Logistics is vital to Britain’s cities and high streets. Every loaf of bread, cup of coffee, flat screen TV and washing machine reaches its destination by van or truck. The Government’s plan to introduce Clean Air Zones (CAZs) across the country, charging the most polluting vehicles for entering towns and cities, is already well documented. But FTA says the new proposals could place an unfair financial burden on the industry.
The consultation outlines the first cities where CAZs will be set up – London, Leeds, Birmingham, Southampton, Nottingham and Derby – but it doesn’t clarify which of a further list of 38 areas will be targeted, leaving operators in limbo when it comes to business planning and operation. There is also no confirmation of the classes of vehicles that will be included, so it could be just buses, or buses and HGVs, or vans. However, what is clear is that local authorities will not have the freedom to penalise diesel cars only – all other vehicles must be charged first.
Christopher Snelling, the FTA’s Head of National and Regional Policy, said: ‘A clean air plan that will penalise vital logistics operators and prevent them from reaching customers in our towns and cities would be a massive blow.
‘Truck and van users will be aggrieved to see the Government targeting commercial vehicles which have no choice but to enter the zones to make deliveries. Tests prove modern HGVs are the cleanest vehicles on the road but also the most expensive, and have also made huge strides towards adopting new European standards on emissions.
‘What about the 12 million diesel cars on our roads? The Government has got its priorities wrong and will hit British businesses with these new regulations at a time when they’re under intense pressure in the wake of the Brexit vote and all the uncertainty it has created.’
The consultation – Improving quality: national plan for tackling nitrogen dioxide in our towns and cities – closes on 15 June, with a final plan expected to be published on 31 July. It will apply to England, Scotland, Wales and Northern Ireland and features a raft of documents, including the Government’s draft air quality plans, technical data, emissions statistics and various reports.
There is mention of a subsidised scrappage scheme for cars and vans but no equivalent for HGVs, and FTA understands that full details of the areas where pre-Euro VI/6 commercial vehicles will be charged from 2020 onwards will not be known until next year.
Mr Snelling said: ‘FTA will be working with its members to contribute to and influence the outcome of this consultation. Everyone agrees that cleaner air is desirable, but these new zones will only bring forward, by a few years, changes that were happening anyway – at the expense of an already stretched logistics industry.
‘Small business will be hit hardest – and van operators will be left with no option but to purchase new vehicles at huge cost.’
Under the plan, vans older than two-a-half years and HGVs more than five years old will be charged for entering the zones. According to FTA’s Van Excellence Report, there are now more than four million vans on Britain’s roads and many small businesses rely on the used van market for cost-effective vehicle purchases – however, there are few compliant second-hand vehicles currently available, making the purchase or lease of a new van a compulsory expense for hard-working business owners.

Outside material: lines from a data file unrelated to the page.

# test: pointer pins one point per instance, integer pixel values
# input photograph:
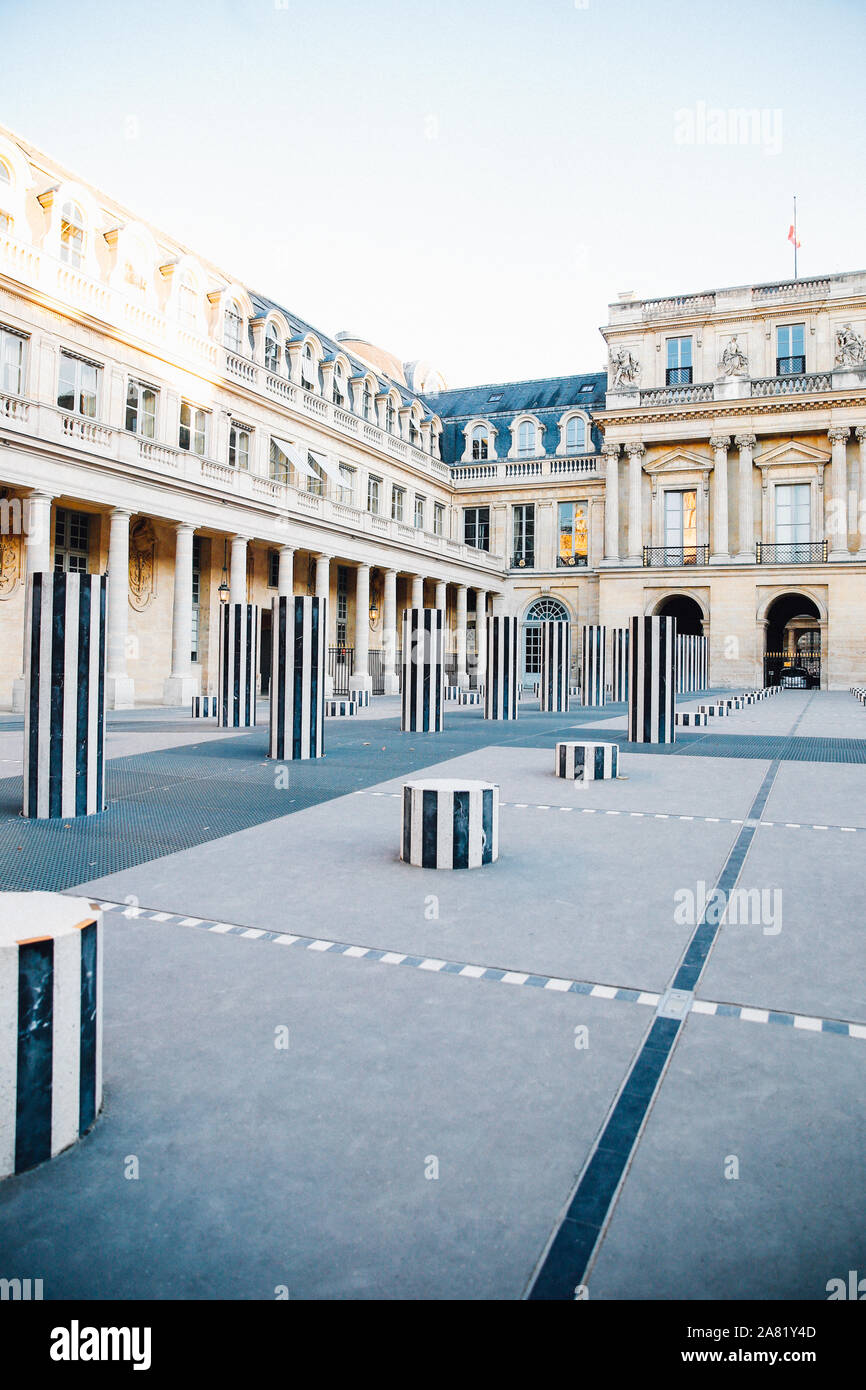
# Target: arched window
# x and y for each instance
(71, 234)
(271, 349)
(576, 434)
(232, 325)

‘A scrappage scheme for vans might offer some compensation, but there may be better forms of support for the industry as a whole. FTA is concerned that any such scheme could be funded through increased diesel taxation – this would be a huge blow to the industry, and penalise those who will have been hit hard by the new regulations in the first place.’
Details of London’s Ultra Low Emission Zone were announced by Mayor Sadiq Khan in April. The scheme will begin in 2019 in the central Congestion Charge area and will extend to Greater London in 2020 for HGVs and inner London in 2021 for vans.
Mr Snelling said: ‘The logistics industry operates on tight margins and any additional cost will have to be factored into operations. The fact remains that the most modern trucks are the cleanest vehicles on our roads, yet it looks like they will be the first to be penalised.’